Aus vollen Kehlen: Die Klingnauer Haarspalter (im Bild drei der vier Sänger) spötteln mit Vorliebe über die Stadtregierung und die Nachbarn in Döttingen.

Mirjam Bolliger – Foto az.ch

Die «Kurärzte» aus Bad Zurzach ...

... zum Verenaspiel:

Mer händ studiert ond öberleit analysiert,

Omfroge gmacht, Wahrschindlichkeite usprobiert

Es esch zom Hüle, doch jetzt hämmers akzeptiert:

Kei Sau vo Zorzi hät s Verenaspiel kapiert.

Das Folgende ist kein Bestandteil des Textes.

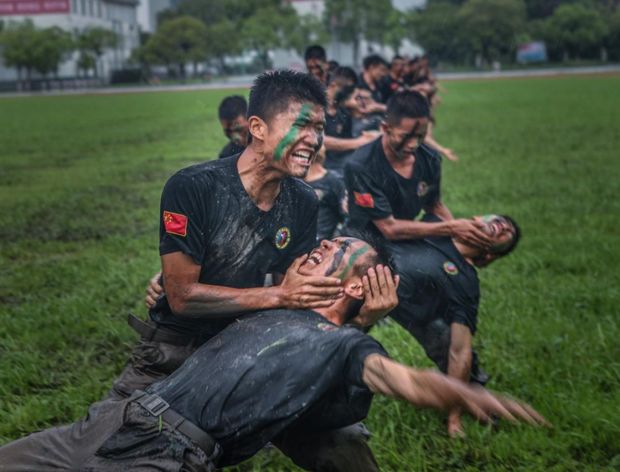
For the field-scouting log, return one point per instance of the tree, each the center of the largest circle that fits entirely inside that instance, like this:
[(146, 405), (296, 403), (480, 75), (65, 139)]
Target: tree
[(437, 29), (17, 51), (178, 41), (575, 31), (354, 20), (50, 47), (93, 42), (490, 27)]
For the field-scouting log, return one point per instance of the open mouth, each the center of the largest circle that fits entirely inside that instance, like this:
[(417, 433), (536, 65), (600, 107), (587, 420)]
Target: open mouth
[(314, 258), (302, 158)]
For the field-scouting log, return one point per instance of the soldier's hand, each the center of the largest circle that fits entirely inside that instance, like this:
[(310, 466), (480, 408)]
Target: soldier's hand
[(153, 291), (470, 232), (308, 291), (380, 295)]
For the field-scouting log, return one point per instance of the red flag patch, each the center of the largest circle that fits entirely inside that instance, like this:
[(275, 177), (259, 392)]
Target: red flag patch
[(175, 223), (364, 200)]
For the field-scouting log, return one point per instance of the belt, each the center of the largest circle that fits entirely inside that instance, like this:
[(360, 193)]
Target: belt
[(157, 334), (159, 408)]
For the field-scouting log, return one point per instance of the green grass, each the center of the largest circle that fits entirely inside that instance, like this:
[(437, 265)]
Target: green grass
[(80, 179)]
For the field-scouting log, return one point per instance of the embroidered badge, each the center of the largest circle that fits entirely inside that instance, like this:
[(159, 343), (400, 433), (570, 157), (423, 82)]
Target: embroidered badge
[(175, 223), (326, 327), (422, 188), (364, 200), (450, 268), (283, 237)]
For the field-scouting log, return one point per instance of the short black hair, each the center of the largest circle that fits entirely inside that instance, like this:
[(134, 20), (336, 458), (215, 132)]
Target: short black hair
[(315, 52), (273, 91), (345, 73), (406, 104), (513, 242), (233, 106), (374, 60)]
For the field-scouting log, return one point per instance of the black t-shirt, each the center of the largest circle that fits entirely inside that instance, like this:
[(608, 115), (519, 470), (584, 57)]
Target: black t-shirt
[(268, 371), (376, 190), (332, 203), (338, 125), (389, 86), (207, 214), (231, 149), (436, 283)]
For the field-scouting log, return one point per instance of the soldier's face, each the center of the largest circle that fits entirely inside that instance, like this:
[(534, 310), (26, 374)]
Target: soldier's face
[(336, 258), (294, 137)]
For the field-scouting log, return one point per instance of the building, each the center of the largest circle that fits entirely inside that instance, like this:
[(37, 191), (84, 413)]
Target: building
[(119, 16)]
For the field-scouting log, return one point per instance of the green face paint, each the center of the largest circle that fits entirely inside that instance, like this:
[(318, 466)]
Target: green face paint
[(289, 138), (356, 255)]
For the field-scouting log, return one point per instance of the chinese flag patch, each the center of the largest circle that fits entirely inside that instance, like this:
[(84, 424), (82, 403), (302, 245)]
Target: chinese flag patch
[(364, 200), (175, 223)]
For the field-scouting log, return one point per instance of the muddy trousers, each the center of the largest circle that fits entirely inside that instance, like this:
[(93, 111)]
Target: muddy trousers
[(342, 450), (116, 435)]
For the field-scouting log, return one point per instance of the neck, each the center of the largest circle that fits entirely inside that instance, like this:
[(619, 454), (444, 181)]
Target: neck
[(368, 79), (397, 163), (259, 178), (468, 252), (315, 172)]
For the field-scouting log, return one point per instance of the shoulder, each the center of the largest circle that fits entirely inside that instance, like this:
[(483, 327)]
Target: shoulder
[(364, 156), (300, 191)]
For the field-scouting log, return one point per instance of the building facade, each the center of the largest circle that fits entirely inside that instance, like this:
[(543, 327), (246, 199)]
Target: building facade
[(75, 16)]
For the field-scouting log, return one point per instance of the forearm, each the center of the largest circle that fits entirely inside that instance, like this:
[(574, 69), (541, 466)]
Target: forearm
[(341, 144), (405, 229), (215, 301)]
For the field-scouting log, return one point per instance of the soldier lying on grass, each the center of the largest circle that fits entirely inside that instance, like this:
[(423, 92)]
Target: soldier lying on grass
[(267, 374)]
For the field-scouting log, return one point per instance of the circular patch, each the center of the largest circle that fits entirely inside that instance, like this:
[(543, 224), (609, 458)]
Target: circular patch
[(283, 237), (450, 268)]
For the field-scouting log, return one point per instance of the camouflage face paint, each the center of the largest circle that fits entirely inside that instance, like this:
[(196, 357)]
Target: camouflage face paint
[(356, 255), (291, 136), (338, 257)]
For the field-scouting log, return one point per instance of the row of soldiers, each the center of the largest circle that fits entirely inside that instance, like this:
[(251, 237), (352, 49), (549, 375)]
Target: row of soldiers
[(227, 363)]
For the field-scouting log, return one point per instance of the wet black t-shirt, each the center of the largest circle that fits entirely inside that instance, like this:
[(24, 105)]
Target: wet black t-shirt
[(376, 191), (332, 203), (268, 371), (338, 125), (207, 214), (436, 283), (231, 149)]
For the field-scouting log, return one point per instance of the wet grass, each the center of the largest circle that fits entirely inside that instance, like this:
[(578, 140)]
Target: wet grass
[(80, 179)]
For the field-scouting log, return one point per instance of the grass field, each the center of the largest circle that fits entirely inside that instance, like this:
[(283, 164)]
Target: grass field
[(80, 179)]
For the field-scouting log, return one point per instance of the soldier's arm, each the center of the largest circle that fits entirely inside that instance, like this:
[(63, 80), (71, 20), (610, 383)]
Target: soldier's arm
[(429, 389), (188, 297)]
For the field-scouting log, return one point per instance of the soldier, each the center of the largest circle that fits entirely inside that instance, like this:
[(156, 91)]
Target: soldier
[(254, 382)]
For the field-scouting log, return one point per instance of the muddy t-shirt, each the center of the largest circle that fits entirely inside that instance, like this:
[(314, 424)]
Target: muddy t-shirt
[(268, 371), (376, 191), (436, 283), (207, 215), (230, 150), (332, 203)]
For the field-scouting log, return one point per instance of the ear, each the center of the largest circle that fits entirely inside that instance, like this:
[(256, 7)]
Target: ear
[(354, 288), (257, 128)]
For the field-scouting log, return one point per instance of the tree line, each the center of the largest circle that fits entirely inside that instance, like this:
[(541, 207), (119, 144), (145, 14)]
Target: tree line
[(452, 31)]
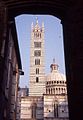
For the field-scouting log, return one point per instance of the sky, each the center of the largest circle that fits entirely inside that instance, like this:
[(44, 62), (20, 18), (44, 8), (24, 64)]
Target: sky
[(54, 47)]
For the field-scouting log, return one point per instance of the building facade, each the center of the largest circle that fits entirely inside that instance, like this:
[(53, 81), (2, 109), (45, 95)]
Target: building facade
[(10, 77), (47, 98), (37, 67)]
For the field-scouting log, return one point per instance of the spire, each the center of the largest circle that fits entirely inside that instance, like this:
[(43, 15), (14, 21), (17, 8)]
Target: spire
[(32, 25)]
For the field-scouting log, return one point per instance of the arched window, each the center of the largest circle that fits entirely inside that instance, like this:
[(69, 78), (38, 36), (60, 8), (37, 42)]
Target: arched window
[(37, 53), (37, 61), (37, 79)]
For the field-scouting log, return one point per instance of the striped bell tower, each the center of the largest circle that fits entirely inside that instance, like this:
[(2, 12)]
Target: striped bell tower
[(37, 67)]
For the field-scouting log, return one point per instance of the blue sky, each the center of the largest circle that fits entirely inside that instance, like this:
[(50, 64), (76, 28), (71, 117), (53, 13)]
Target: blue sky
[(53, 42)]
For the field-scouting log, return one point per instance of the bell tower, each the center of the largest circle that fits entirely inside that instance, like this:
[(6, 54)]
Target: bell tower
[(37, 67)]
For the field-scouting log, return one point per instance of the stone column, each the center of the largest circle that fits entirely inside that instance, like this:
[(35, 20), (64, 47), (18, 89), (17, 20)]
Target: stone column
[(73, 47)]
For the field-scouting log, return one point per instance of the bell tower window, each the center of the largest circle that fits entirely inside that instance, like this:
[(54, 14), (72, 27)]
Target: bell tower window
[(37, 53), (37, 79)]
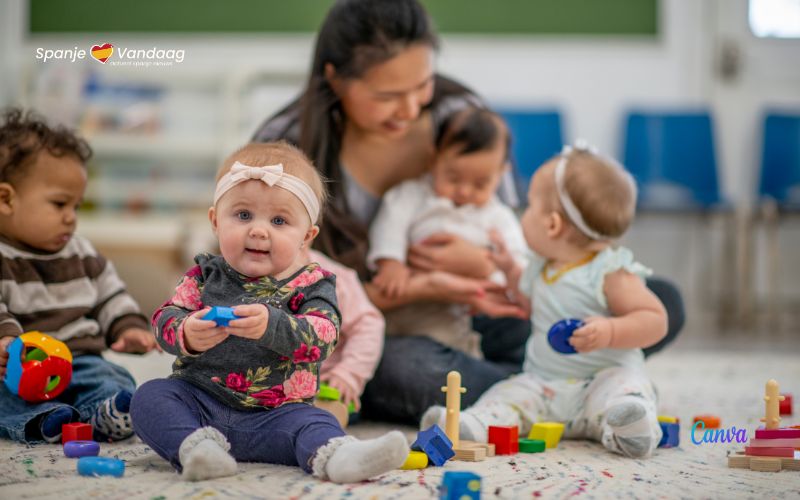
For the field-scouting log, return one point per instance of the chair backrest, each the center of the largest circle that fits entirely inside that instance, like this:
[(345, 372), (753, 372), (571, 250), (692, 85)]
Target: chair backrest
[(535, 137), (672, 157), (780, 159)]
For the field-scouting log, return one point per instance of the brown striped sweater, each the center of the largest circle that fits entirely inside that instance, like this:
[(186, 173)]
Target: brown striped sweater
[(75, 295)]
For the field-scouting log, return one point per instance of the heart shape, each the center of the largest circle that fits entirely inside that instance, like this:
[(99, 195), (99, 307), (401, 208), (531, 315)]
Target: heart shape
[(102, 52)]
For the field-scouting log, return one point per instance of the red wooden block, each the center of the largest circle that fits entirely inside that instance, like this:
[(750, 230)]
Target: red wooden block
[(505, 438), (754, 451), (785, 407), (76, 431), (782, 433)]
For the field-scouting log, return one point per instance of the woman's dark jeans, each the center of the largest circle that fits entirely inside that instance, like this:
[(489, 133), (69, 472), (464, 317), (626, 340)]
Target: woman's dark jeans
[(413, 369)]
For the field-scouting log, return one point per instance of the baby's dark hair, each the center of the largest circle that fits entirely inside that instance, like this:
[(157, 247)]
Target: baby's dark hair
[(23, 135), (474, 129)]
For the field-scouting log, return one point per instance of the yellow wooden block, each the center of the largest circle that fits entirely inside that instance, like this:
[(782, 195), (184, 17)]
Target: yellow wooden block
[(549, 432), (415, 460)]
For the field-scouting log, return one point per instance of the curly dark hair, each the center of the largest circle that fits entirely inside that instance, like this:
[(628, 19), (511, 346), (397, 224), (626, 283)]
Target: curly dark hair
[(23, 135)]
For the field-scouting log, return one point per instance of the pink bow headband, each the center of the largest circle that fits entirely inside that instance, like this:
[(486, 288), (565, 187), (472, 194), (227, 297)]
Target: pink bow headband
[(272, 175)]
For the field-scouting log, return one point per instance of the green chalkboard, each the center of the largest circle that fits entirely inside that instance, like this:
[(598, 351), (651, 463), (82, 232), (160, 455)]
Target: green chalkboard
[(571, 17)]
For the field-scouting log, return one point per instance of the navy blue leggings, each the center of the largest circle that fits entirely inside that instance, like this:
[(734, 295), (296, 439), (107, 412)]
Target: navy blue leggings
[(165, 411)]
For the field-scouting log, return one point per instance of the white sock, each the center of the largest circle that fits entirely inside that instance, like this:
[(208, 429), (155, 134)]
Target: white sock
[(433, 415), (471, 428), (348, 460), (204, 455), (630, 431)]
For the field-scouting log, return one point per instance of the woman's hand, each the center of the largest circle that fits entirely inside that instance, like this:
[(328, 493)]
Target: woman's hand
[(135, 341), (252, 323), (483, 296), (349, 394), (450, 253), (495, 302), (200, 335), (392, 277)]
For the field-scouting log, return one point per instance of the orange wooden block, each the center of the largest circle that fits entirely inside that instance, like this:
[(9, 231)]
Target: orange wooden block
[(710, 421)]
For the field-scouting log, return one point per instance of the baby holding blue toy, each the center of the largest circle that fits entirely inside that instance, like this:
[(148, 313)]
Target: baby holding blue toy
[(245, 391), (579, 203)]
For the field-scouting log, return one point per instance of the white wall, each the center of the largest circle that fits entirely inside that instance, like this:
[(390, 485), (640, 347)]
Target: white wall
[(593, 80)]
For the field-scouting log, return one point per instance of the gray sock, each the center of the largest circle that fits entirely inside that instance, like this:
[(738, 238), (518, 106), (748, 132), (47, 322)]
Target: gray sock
[(626, 420), (348, 460), (204, 455), (433, 415)]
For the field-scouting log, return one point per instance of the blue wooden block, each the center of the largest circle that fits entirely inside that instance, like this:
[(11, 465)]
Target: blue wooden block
[(434, 443), (460, 485), (671, 437), (101, 466), (559, 335), (220, 315)]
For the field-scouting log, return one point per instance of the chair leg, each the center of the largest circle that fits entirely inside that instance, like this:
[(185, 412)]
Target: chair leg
[(771, 218), (744, 267), (728, 278)]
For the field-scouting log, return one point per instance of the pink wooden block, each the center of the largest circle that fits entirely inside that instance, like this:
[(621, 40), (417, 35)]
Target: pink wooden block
[(755, 451), (776, 443), (784, 433)]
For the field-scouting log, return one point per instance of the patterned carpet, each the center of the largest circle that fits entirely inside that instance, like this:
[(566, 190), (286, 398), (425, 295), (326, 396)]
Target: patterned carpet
[(726, 384)]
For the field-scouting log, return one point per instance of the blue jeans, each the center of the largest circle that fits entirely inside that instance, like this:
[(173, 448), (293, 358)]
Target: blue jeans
[(413, 369), (165, 411), (93, 381)]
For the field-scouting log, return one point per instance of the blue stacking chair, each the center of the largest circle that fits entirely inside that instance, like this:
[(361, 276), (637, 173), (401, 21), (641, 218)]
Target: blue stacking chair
[(672, 156), (536, 135), (780, 161), (673, 159), (778, 190)]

... zum Auenprojekt Chly Rhy:

Riethe baut Tömpel und neuii Aue

werdeds das echt au verhaue?

Doch Riethe cha mit eim uftrumpfe

de Buffy weiss wie omesumpfe.

(Für Nichteingeweihte: «Buffy» ist

Ammann Beat Rudolf)

... zu «Gerigate»:

Riite Riite Rössli –

z’Bade stoht es Schlössli

z’Bade stoht es goldigs Huus

– det packt de Geri s’Schnäbi us

d’AZ hät es Föteli – vo sim chline Zöteli

de Bollag het kei Froid gha dra

– bem Geri hets no d’Vorhut dra.

... zum Solvay-Jubiläum:

D’Sodi isch doch jetzt au scho honderti

ond de Wädi Neff vo Afang a debi

s’gliche gits im Gmeindrot z’Zurzi aber au

de Männe isch det set em Chilebücklibau

(«Männe» ist Vizeammann Meinrad Moser)

Die Schiiheilige aus Würenlingen ...

... zur Tegerfelder Wykönigin, die aus Würenlingen kommt:

Wenn Du iichaufsch, egal öb

Volg, Coop oder Migro,

Uf de Verpackig muess d’Herkunft

und s’Ablaufdatum stoh!

Scho vor zwei Johr hät’s geh en

Gammelfleischskandal,

dass bschisse wird mit Rossfleisch,

isch scho lang normal!

Ganz i dem Sinn tuet au Carna Grischa

Echli Fleisch und Ablaufdatenen vermischa!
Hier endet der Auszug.